Desaparición forzada de intendente

Opinión Política Provinciales

Por Cristian Muriel

La foto de este miércoles de Gustavo y Coqui firmando juntos el ya tradicional pedido a la Unesco para declarar a Resistencia Patrimonio Universal de la Humanidad es, en rigor, el acting de la unidad del PJ chaqueño, de lo que se deduce que están cerrados el consenso para las autoridades partidarias y el trazo grueso de las listas de octubre.

La historia dirá qué consiguió Gustavo, qué le quedó a Peppo, cómo queda el enroque de aliados, quién coló qué, lo que no es poco en una fuerza caracterizada por el conteo de porotos que de un tiempo a esta parte se volvió un poco estrábica.

Pescar en la pecera. Hasta 2019 Gustavo sólo había ganado en la rosca, producto de su indudable peso distrital y de su codicia arrabalera, pero su palmarés electoral apenas registraba una victoria módica en una interna contra Fabio Biancalani. Se movía en el coto de caza del PJ y quería más, pero cuando tuvo que hacerle frente a Aída Ayala en 2011 perdió por 18 puntos.

Ocho años después tuvo revancha, y no es exagerado afirmar que su triunfo en Resistencia fue la noticia política más importante de la década, sólo superada por la gesta de Jorge Capitanich en la provincia en 2007. Si entonces Coqui rompió una racha de doce años al doblegar a Ángel Rozas, Gustavo rompió una de dieciséis al derrotar al radicalismo y al kirchnerismo en un mismo acto.

Pero esa épica terminó empañada por su manera de entender la política. La prodigalidad que lo hizo famoso cuando no era de la suya chocó con la realidad de un municipio en llamas, y como consecuencia también chocó con los vecinos, con el sindicato municipal, con el personal precarizado que él mismo había hecho contratar por Domingo Peppo. Su respuesta ante los mismos problemas económicos y las mismas pandemias que tuvieron que enfrentar otros intendentes fue la prepotencia y un impuestazo. Arrancó atropellando y un buen día se tomó el olivo.
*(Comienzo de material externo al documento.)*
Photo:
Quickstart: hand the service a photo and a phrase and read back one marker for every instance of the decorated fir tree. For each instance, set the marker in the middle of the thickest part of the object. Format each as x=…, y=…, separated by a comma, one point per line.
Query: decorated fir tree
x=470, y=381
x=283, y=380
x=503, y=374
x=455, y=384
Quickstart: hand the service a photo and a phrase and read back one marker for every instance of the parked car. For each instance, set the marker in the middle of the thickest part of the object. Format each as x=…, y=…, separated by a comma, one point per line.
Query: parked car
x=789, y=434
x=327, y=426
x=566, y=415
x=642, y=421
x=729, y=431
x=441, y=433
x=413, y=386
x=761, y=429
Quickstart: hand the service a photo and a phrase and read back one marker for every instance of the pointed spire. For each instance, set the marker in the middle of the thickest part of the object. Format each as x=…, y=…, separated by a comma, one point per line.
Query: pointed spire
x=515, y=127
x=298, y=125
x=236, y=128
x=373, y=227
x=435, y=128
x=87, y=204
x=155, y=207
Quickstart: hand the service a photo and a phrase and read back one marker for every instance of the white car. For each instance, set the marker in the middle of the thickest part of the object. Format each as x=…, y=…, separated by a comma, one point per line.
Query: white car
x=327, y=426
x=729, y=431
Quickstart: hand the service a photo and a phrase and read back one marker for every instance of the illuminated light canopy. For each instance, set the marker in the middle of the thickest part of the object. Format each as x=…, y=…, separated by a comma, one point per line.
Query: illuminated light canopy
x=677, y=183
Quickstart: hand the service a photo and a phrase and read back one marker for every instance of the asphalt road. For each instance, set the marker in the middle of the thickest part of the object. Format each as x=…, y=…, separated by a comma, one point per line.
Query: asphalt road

Hoy el Concejo Municipal de Resistencia ostenta el récord nacional de ordenanzas judicializadas en un año calendario. Al impuestazo lo frenó la Sala Primera de la Cámara en lo Contencioso Administrativo, y más tarde lo declaró inconstitucional. Mientras el Municipio apelaba, la oposición también pidió la nulidad e inconstitucionalidad del Presupuesto 2021 y del impuestazo aggiornado o patentazo. Posteriormente denunció a un edil oficialista por sesionar con coronavirus, y ahora vuelve a los tribunales para pedir que las autoridades retornen de las vacaciones y sesionen en Extraordinarias.
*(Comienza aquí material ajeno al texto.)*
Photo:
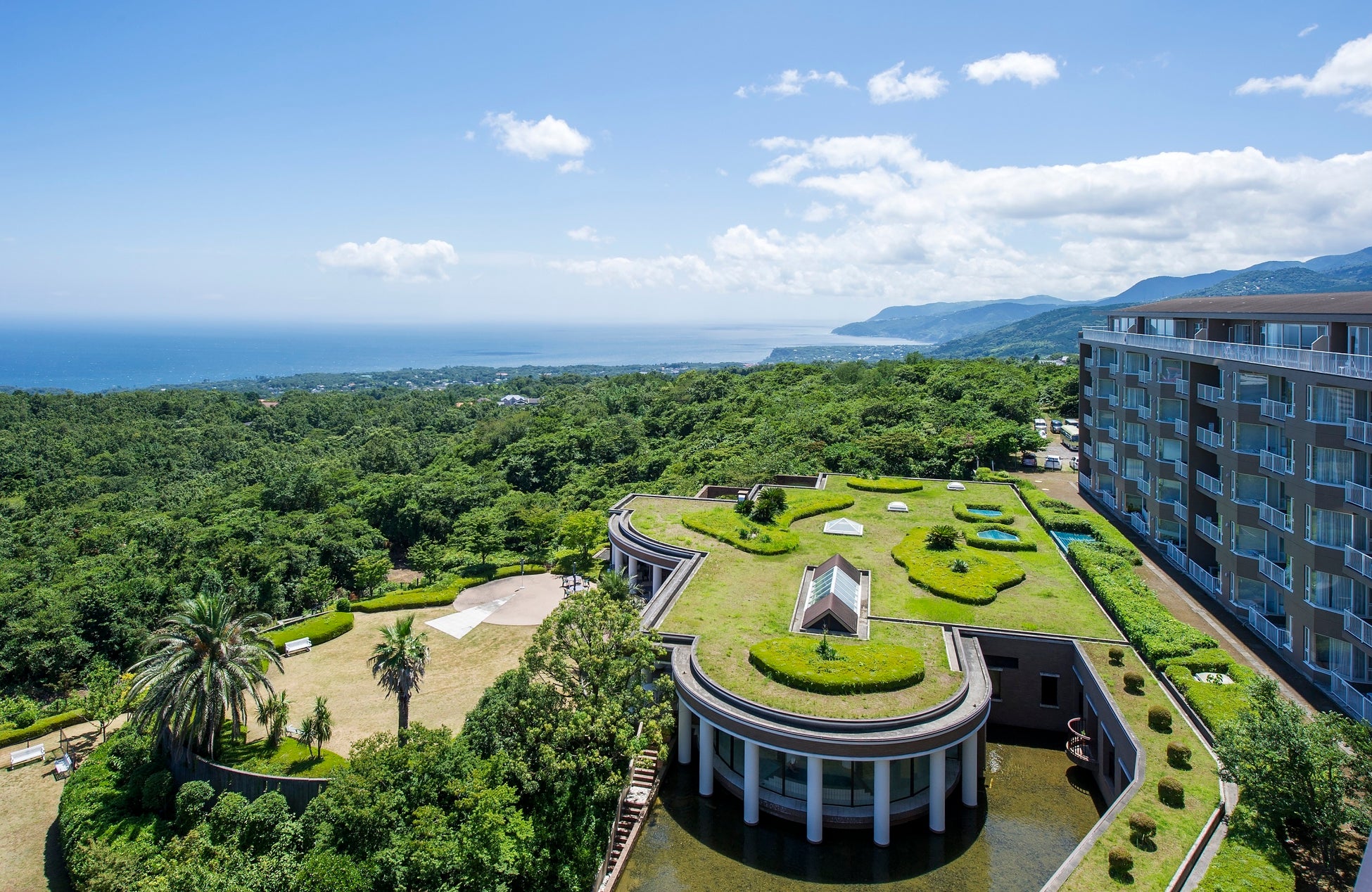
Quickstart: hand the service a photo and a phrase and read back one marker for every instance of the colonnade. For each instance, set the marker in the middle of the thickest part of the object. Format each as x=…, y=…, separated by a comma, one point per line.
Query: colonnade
x=815, y=786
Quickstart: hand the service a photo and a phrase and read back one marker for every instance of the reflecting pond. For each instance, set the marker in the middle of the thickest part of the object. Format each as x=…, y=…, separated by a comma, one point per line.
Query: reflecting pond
x=1035, y=810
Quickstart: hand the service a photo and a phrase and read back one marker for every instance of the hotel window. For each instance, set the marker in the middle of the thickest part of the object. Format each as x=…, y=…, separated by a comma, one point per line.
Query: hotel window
x=1328, y=405
x=1328, y=466
x=1328, y=528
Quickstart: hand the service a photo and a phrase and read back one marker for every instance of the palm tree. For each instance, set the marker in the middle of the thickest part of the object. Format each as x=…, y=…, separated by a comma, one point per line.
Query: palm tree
x=400, y=662
x=202, y=666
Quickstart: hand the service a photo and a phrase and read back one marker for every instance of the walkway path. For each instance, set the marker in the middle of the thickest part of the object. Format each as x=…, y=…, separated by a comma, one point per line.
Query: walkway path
x=1197, y=610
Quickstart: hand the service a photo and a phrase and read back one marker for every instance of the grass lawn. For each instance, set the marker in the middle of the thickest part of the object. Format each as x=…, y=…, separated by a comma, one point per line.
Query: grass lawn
x=1178, y=828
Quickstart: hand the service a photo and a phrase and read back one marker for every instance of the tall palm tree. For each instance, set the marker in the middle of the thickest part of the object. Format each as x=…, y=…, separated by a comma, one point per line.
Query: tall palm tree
x=400, y=662
x=202, y=668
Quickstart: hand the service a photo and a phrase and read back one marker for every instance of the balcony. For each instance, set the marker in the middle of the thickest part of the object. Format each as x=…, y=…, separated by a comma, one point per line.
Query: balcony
x=1209, y=394
x=1276, y=409
x=1214, y=440
x=1319, y=362
x=1357, y=561
x=1276, y=463
x=1276, y=573
x=1275, y=516
x=1207, y=483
Dentro de pocos días la capital chaqueña conmemorará su aniversario 143, pero comienza a celebrarlo este jueves con una jornada de jazz, food trucks y visitas vía streaming a lugares emblemáticos de la ciudad. No son actividades para las barriadas periféricas como los “Chaque El Circo” de otras épocas: son mimos de las terceras líneas para los destinatarios de impuestazos y patentazos, de lo que se infiere que en Resistencia nadie sabe quién gobierna ni a qué juegan las autoridades.
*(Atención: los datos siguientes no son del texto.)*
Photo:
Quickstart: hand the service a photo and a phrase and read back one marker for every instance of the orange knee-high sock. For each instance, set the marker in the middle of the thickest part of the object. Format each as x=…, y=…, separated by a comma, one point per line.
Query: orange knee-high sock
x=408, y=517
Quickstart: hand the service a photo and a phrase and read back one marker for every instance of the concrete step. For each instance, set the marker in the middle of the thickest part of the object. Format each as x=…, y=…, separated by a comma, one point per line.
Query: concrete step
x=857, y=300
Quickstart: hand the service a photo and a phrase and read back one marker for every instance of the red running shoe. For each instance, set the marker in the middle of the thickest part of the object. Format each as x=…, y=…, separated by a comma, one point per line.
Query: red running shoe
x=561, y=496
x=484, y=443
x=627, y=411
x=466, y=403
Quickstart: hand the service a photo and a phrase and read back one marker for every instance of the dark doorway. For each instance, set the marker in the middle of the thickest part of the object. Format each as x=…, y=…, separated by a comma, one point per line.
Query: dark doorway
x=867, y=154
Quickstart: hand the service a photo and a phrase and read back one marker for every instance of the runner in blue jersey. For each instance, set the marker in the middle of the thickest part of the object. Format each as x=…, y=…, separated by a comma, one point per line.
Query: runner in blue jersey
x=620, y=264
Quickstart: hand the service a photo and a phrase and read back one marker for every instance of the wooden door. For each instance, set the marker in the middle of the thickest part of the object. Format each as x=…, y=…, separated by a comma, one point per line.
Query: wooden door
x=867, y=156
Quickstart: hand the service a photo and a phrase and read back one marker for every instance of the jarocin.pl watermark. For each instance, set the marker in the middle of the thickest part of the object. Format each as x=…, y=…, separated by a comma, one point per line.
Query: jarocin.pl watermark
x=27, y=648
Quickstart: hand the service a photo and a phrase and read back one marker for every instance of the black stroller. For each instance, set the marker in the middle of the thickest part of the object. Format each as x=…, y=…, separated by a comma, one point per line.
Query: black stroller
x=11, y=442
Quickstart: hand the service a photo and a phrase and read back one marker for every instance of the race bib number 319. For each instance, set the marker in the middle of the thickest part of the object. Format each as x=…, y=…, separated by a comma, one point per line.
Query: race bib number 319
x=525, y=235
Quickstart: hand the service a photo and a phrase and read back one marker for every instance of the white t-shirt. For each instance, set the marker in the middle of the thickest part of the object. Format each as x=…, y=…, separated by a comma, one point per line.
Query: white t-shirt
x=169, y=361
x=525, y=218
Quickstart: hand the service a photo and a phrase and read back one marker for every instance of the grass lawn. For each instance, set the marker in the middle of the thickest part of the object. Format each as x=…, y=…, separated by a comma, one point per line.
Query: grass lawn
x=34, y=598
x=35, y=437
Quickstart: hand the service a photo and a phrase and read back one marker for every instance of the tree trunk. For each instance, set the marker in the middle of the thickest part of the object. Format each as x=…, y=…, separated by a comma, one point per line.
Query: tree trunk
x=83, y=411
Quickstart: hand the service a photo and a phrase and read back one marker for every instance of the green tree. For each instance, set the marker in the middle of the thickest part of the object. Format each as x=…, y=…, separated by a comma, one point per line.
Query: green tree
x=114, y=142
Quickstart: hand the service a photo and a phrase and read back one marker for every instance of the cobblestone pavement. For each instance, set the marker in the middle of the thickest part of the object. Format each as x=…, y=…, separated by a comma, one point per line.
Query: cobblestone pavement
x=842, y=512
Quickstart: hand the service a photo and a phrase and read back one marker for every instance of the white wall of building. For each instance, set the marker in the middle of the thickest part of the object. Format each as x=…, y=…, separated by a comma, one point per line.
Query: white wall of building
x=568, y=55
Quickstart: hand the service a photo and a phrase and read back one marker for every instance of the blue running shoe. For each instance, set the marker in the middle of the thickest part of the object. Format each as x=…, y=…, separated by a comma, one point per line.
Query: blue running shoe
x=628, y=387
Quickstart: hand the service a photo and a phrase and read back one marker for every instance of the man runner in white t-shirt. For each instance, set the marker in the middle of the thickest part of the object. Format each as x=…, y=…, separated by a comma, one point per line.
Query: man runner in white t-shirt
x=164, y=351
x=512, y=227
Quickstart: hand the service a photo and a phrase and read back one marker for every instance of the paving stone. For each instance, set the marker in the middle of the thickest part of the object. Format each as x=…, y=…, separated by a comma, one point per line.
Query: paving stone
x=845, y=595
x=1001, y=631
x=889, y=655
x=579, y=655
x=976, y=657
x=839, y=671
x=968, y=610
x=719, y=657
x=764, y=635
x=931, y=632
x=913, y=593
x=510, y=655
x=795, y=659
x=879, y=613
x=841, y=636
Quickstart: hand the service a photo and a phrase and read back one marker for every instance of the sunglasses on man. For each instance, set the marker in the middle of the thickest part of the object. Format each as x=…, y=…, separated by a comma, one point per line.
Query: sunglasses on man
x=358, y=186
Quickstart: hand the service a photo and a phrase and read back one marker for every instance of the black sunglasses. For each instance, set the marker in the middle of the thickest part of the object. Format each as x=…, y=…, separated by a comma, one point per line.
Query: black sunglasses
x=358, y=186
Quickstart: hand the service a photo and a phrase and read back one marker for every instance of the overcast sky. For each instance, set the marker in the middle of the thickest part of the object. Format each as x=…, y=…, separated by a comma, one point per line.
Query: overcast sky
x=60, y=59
Gustavo salió de la clandestinidad para firmar el pedido a la Unesco, para mostrar la unidad pejotista, y seguramente vuelva a refugiarse en la bruma por la que ha optado a lo largo de todo el 2020. Imposible no preguntarse de qué manera, con qué artes conseguirá colar al menos una candidatura de las tres que pone en juego en la nómina de diputados provinciales. No son pocos los que afirman que si Resistencia es una ciudad sin intendente, no faltará mucho para que Gustavo Martínez sea un intendente sin ciudad.